Es significativo que Octavio se proclame imperator y augusto, y no le baste únicamente ser cónsul o dictador como lo había sido César y en realidad deseaba Antonio. El mundo romano no puede vivir sin esa dimensión sagrada del poder porque necesita un aura de divinidad para la «nueva era» que se avecina. Se calculó que esa nueva era se iniciaría en el 17 a. C. y a finales de mayo de ese año tuvieron lugar tres días de fiesta y con ellos la conciencia de que algo grande había comenzado. El mundo romano necesitaba destruir para crear el nuevo orden, y hacerlo entre la indiferencia de la plebe. Un himno de Horacio, escrito para esas fiestas, evoca la tasa de natalidad, las conquistas y los valores morales de Roma desde la fundación de la ciudad (ad urbe condita), cuando la loba amamantó a los niños Rómulo y Remo.
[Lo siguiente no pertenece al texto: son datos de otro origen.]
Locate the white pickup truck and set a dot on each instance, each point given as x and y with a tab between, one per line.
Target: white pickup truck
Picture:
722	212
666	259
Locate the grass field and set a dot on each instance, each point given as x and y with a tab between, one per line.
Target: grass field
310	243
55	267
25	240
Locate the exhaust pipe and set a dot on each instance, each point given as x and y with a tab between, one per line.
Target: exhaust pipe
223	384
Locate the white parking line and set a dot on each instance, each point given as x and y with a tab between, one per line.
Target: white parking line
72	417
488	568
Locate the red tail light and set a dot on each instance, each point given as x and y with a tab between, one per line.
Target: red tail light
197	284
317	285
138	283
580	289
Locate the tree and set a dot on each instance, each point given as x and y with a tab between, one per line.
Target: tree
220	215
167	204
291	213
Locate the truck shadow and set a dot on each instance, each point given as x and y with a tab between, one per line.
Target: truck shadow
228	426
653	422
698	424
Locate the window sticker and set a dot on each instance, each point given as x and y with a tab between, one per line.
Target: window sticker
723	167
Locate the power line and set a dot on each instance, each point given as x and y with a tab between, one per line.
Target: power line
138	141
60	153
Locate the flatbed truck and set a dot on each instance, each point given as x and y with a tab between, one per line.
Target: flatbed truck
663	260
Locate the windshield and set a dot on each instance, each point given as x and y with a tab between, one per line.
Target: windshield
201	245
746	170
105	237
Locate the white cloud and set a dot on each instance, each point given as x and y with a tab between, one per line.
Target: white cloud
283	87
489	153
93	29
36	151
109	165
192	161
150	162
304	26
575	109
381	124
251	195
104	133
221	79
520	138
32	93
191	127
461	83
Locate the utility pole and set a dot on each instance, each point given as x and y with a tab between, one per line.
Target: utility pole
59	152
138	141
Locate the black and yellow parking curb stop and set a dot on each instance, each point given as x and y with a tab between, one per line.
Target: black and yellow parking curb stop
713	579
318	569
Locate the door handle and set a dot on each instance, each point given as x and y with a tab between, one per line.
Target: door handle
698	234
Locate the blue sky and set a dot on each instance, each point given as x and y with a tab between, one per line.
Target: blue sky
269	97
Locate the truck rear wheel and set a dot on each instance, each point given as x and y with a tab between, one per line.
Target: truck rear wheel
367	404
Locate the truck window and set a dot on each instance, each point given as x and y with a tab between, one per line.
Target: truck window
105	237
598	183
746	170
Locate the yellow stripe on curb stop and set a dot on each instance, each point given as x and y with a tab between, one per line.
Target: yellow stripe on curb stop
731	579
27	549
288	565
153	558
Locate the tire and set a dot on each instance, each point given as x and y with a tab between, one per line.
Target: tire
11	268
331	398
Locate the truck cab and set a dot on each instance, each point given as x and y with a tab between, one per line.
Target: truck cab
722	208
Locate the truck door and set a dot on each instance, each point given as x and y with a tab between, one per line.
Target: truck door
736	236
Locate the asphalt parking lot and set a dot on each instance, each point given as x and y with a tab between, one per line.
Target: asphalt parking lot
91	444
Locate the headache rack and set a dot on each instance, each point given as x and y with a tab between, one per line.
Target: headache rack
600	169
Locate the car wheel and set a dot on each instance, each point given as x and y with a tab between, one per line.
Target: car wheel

El Imperio romano se basaba en que el evergetismo compensara la fuerte tributación, es decir, que popularidad y el buen gobierno fueran sinónimos. Todas las guerras, a partir de entonces, nacen para mantener un equilibrio entre evergesía y recaudación que la Republica no supo nunca conseguir. Las Odas de Horacio reconocen esa necesidad y al mismo tiempo promueven una expansión de las campañas, terminen siendo, o no, conquistas consolidadas. ¿Entendieron entonces los escritores al servicio de Octavio, con Horacio a la cabeza, que el Imperio romano tenía como misión dominar el mundo conocido de igual modo que el coloso de Rodas dominaba el puerto? ¿Se miraron en esa gigantesca estatua, una de las maravillas del mundo antiguo, como referente de sus acciones?

El efecto inmediato del imperio fue justamente la existencia de las víctimas. Hispania sería uno de los principales teatros de operaciones de la nueva manera de hacer la guerra. Se le niega al adversario cualquier salida, y ahí se enuncia la apremiante necesidad de destruir al Otro. Esa jubilosa actitud ante el mundo confirma la sentencia de John Milton de que «en la fuerza reside la ruina». Para decirlo sin miramientos, ¿qué hizo mal Octavio Augusto? Los fallos en la ejecución de una política exterior desacreditaron para siempre la estrategia imperial de la dinastía Julio-Claudia, sin necesidad de que viniera después Suetonio para retratar el trasfondo inmoral que sustentaba sus ideas y sus actuaciones.